Sharded / Replicated CAS Topology and Eviction Policy Design

Sharded / Replicated CAS Topology and Eviction Policy Design

Framing note (load-bearing). GloriousFlywheel is a peer to Buildbarn / BuildBuddy / NativeLink / bazel-remote, not a consumer. gf-reapi-cell owns every REAPI byte. The architectures below are studied as reference patterns only; none is an adoption candidate by default. The current durability seam is the provider-neutral S3-compatible BlobStore backend. GloriousFlywheel already runs RustFS for existing self-hosted cache/state paths, but RustFS is not automatically promoted to CAS/AC authority; TIN-1147 must prove durable repair and bucket-index coherence before any RustFS-backed CAS/AC namespace is selected.

W1.4 / TIN-1461. This is the storage-plane design plus the implementation contract for the first local-backend slice. Phase 1 now exists in code as GF_REAPI_CAS_MAX_BYTES: a lease-protected, LRU-ordered local CAS size evictor with metrics and quota reconciliation. The sharded / replicated topology below remains design until the shardedBlobStore phase lands.

This doc is storage-plane only.
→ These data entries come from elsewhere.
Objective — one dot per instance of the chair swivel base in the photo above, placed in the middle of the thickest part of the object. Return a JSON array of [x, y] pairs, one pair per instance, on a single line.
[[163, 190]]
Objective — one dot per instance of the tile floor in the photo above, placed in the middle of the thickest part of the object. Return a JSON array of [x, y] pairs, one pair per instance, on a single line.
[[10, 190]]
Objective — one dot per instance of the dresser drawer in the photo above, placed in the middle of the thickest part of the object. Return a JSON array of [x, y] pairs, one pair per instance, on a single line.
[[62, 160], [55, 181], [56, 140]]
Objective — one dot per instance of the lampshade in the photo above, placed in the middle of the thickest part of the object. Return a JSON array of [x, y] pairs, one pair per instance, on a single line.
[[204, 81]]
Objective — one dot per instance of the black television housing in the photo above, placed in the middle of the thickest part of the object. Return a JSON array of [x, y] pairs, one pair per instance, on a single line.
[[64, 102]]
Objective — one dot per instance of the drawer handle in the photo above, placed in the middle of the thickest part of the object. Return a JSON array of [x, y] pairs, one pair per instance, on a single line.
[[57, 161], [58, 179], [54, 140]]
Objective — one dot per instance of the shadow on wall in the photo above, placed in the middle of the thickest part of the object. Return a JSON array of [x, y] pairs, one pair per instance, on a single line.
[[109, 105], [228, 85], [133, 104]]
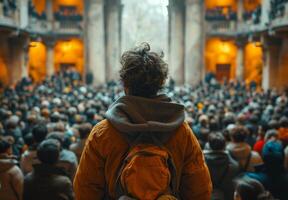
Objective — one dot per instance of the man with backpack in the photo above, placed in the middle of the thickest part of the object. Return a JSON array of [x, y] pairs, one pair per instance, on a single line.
[[144, 149]]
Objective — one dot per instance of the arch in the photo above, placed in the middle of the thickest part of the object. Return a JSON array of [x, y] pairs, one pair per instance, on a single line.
[[40, 6], [37, 61], [221, 54], [78, 4], [69, 54], [253, 63]]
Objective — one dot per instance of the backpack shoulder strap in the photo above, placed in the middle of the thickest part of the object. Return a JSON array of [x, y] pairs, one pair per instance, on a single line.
[[222, 177], [247, 161]]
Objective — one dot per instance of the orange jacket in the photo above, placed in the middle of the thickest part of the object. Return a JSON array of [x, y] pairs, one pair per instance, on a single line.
[[105, 149]]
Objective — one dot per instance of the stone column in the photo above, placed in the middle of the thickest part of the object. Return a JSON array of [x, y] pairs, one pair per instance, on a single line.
[[50, 68], [240, 10], [240, 62], [15, 59], [266, 69], [193, 42], [49, 14], [265, 11], [95, 40], [25, 57], [24, 13], [113, 39], [176, 46]]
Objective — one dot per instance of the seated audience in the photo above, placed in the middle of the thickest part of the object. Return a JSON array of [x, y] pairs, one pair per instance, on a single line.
[[11, 177], [47, 181], [29, 157], [78, 147], [241, 151], [250, 189], [223, 168], [272, 175]]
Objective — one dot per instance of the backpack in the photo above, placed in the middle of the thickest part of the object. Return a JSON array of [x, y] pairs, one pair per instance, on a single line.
[[217, 193], [147, 173]]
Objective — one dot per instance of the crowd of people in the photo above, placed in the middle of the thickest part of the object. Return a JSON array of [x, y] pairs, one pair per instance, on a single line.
[[242, 130]]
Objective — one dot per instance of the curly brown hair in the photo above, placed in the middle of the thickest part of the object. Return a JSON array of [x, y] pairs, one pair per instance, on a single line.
[[143, 72]]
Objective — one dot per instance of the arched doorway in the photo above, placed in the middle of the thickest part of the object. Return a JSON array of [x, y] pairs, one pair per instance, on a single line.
[[37, 61], [69, 55], [253, 62], [137, 18], [220, 58]]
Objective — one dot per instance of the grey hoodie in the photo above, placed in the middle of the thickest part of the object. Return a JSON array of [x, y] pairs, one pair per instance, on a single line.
[[11, 178], [145, 119]]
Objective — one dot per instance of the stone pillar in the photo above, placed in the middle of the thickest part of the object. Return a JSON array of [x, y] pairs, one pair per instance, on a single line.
[[95, 40], [49, 14], [271, 54], [25, 57], [266, 69], [240, 10], [50, 68], [176, 46], [193, 42], [265, 11], [24, 13], [113, 39], [15, 59], [240, 62]]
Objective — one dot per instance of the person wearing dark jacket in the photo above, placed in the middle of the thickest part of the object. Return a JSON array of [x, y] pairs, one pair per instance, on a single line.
[[273, 175], [47, 181], [142, 114], [11, 177], [222, 167]]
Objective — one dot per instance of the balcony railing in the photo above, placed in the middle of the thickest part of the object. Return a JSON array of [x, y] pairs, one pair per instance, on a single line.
[[220, 14], [8, 13], [221, 27], [253, 17], [279, 13], [68, 20], [37, 21]]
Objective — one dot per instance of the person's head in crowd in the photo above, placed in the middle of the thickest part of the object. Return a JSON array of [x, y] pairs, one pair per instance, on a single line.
[[12, 122], [56, 136], [59, 127], [55, 117], [229, 118], [32, 119], [271, 135], [39, 133], [250, 189], [216, 141], [204, 120], [5, 147], [29, 139], [273, 124], [143, 73], [84, 130], [48, 151], [273, 156], [238, 134], [90, 113]]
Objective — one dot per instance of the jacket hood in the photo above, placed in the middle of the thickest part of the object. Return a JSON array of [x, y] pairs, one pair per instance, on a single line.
[[133, 116], [218, 163], [239, 151], [7, 162]]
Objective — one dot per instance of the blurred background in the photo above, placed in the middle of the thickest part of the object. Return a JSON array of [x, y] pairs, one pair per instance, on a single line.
[[231, 39]]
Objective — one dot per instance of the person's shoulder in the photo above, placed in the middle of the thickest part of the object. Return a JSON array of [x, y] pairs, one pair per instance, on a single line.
[[185, 133], [102, 129], [104, 133]]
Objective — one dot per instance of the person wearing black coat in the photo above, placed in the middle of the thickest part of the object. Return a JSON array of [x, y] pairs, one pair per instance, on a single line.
[[222, 167], [47, 181]]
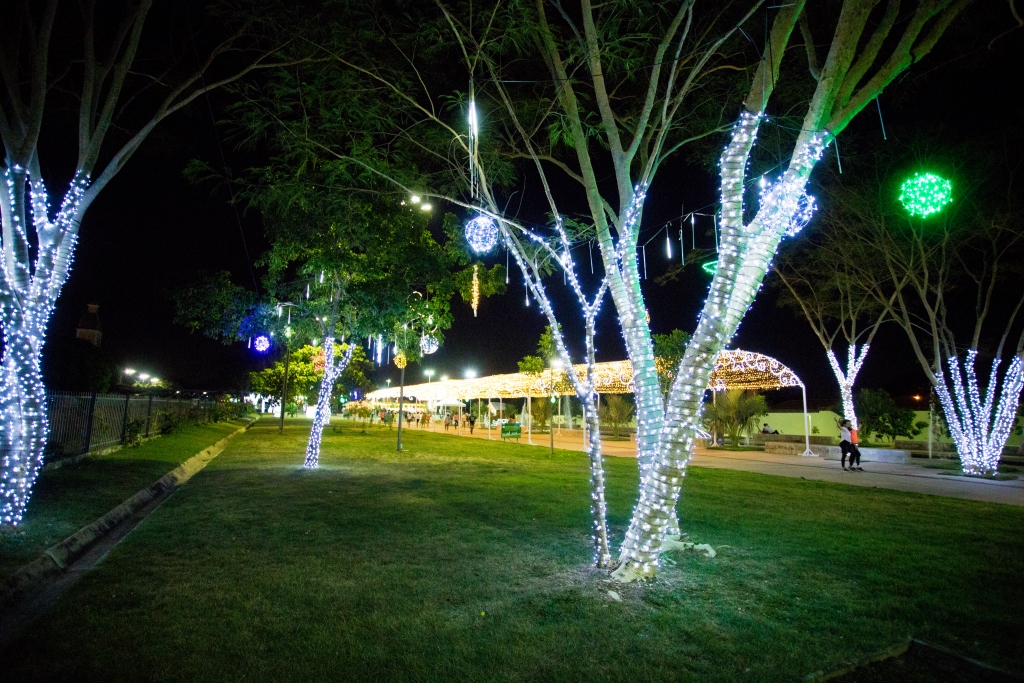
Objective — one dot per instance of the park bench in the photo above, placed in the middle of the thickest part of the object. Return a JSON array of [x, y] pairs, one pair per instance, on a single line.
[[511, 430]]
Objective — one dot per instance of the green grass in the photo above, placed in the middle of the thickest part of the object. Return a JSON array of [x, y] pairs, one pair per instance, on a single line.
[[467, 560], [67, 499]]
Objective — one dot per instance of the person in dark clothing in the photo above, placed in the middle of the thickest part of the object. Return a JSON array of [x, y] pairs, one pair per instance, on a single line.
[[848, 446]]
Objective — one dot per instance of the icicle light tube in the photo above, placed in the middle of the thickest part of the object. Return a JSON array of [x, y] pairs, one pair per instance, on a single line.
[[980, 428], [744, 255], [332, 371]]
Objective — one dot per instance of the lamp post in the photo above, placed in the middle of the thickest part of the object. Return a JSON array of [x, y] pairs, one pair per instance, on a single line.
[[399, 359], [288, 357]]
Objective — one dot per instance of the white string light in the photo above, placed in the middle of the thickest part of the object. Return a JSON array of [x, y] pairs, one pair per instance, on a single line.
[[481, 233], [332, 371], [980, 428]]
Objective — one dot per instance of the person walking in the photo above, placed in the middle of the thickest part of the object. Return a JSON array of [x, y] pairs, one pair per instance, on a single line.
[[848, 445]]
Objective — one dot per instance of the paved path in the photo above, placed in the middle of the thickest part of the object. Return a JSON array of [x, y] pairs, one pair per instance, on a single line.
[[913, 478]]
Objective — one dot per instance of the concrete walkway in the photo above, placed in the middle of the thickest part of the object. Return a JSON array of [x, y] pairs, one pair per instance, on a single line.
[[914, 478]]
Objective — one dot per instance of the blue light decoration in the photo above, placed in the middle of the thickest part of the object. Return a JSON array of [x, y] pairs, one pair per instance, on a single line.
[[926, 194], [481, 233], [28, 295]]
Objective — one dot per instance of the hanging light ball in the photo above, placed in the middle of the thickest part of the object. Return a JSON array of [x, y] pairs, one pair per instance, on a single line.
[[481, 233], [926, 194], [429, 344]]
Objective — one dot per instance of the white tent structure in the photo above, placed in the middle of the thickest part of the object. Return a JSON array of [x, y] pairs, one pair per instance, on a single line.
[[733, 370]]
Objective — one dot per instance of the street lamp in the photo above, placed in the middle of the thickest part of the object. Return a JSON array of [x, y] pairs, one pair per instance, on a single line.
[[556, 364]]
It does not replace the separate executor-scheduler / worker-pool placement work needed for broad/default RBE. The goal is that the CAS/AC substrate can survive that future scheduler load without poisoning live actions or collapsing under one tenant’s working set.

It builds on what already exists in code:

  • the provider-neutral BlobStore seam (internal/cell/blobstore.go: Get / Put / Stat / Ping, plus the optional usageReporter and evicting capabilities);
  • the local + dependency-free s3 backends (the s3 backend proven against a real S3-compatible integration fixture, W1.1/E1);
  • the age-TTL garbage collector and its gf_reapi_gc_* metrics (W1.3);
  • the GC-vs-client-lease startup guard (W1.3/TIN-1460), which already makes evict-while-referenced structurally impossible when configured.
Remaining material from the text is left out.